Menurut Robi, para pria yang datang juga dari beragam etnis dan keturunan. Mulai berwajah khas Jawa hingga Timur Tengah. "Lihatnya ya macam-macam. Ada yang biasa Indonesia, ada yang China. Mukanya yang Arab, India juga pernah ada," jelas Robi.
Seorang pedagang, Jaka (33), mengaku pernah beberapa kali masuk ke dalam ruangan tempat para pria melatih ototnya itu. Meski mengaku tidak ada yang janggal, tapi rata-rata pengunjung yang datang tampak akrab berbincang satu dengan lainnya.
"Saya kan dagang nasi. Suka disuruh antar makanan ke dalam. Ya lihat-lihat biasa saja kok. Lantai dua itu tempat berendam. Satu tempat olahraganya," kata Jaka.
Advertisement
Striptis
Kapolsek Jakarta Utara Kombes Dwiyono mengungkapkan, ada kegiatan tertentu yang digelar pada saat akhir pekan. Namun, tidak semua orang dapat masuk menyaksikan pertunjukan tersebut.
"Utamanya Hari Minggu cukup ramai, dan mereka setiap Minggu mengadakan event, pertunjukan. Satu pertunjukan striptis laki-laki, kemudian menggunakan para tamu melihat kegiatan itu," kata Dwiyono.
Ada tiga lantai di arena pesta seks gay tersebut. Setiap peserta yang ingin mengikuti pesta seks ditarik tiket Rp 185 ribu. Harga tersebut juga termasuk bagi pengunjung baru yang diajak oleh anggota lama.
Masuk ke sarang seks gay, pengunjung harus membuka baju yang disimpan di loker lantai 2. Mereka hanya dikasih handuk dan minuman. Selanjutnya mereka bebas melampiaskan hasratnya di lantai dua dan tiga.
"Mereka juga disiapkan fasilitas kondom sekaligus pelicin," terang Dwiyono.
Menurut Dwiyono, tak ada anak di bawah umur dalam penangkapan tersebut. mereka yang diamankan rata-rata berusia 25-35 tahun.
Dalam penggerebekan itu, polisi menyita sejumlah barang bukti. Yaitu ratusan kondom, kunci loker, kupon masuk, pelicin, daftar tarif, rekaman CCTV, uang tips, rantai kuda, dan pakaian superhero.
Setelah memeriksa 141 orang, penyidik menetapkan 10 orang tersangka dalam kasus dugaan pornografi ini. Sementara 131 pria lainnya saat ini masih dimintai keterangan dan menjalani pemeriksaan mendalam.

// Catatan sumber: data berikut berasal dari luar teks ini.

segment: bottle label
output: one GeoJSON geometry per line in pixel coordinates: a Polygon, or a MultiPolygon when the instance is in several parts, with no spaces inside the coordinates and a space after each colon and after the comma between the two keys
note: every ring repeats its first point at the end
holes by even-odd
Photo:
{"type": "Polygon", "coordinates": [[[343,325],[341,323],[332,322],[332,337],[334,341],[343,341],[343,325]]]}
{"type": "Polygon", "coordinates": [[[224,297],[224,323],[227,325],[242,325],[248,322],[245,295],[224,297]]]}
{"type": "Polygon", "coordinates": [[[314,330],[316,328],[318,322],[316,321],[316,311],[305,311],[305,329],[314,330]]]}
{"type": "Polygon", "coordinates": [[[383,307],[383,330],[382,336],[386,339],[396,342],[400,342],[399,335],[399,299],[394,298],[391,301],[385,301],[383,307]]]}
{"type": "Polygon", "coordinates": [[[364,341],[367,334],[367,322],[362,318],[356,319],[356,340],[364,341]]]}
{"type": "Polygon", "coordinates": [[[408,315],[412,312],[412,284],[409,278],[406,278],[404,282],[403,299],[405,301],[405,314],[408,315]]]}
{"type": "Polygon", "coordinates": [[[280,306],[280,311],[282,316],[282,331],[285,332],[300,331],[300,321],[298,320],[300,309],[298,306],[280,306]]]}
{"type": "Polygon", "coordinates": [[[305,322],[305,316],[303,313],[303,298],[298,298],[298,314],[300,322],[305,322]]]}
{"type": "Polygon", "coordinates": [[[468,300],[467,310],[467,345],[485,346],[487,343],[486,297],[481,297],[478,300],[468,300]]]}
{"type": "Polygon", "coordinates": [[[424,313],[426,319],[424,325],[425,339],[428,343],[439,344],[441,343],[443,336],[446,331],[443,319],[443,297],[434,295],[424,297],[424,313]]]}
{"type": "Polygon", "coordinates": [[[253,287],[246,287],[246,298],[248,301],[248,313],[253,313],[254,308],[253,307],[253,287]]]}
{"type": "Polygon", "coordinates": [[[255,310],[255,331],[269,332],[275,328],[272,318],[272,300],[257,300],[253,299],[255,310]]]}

Sepuluh orang yang menjadi tersangka itu, empat pria penari telanjang, empat manajemen atau pengelola Atlantis, dan dua tamu yang ikut menari telanjang. Mereka dijerat Pasal 36 junto Pasal 10 UU RI Nomor 44 Tahun 2008 dengan ancaman pidana penjara 10 tahun dan denda Rp 5 miliar.
Selain itu, ada juga empat warga negara asing (WNA) yang ikut ditangkap dalam operasi tersebut. Mereka berasal dari Malaysia, Singapura, dan Inggris.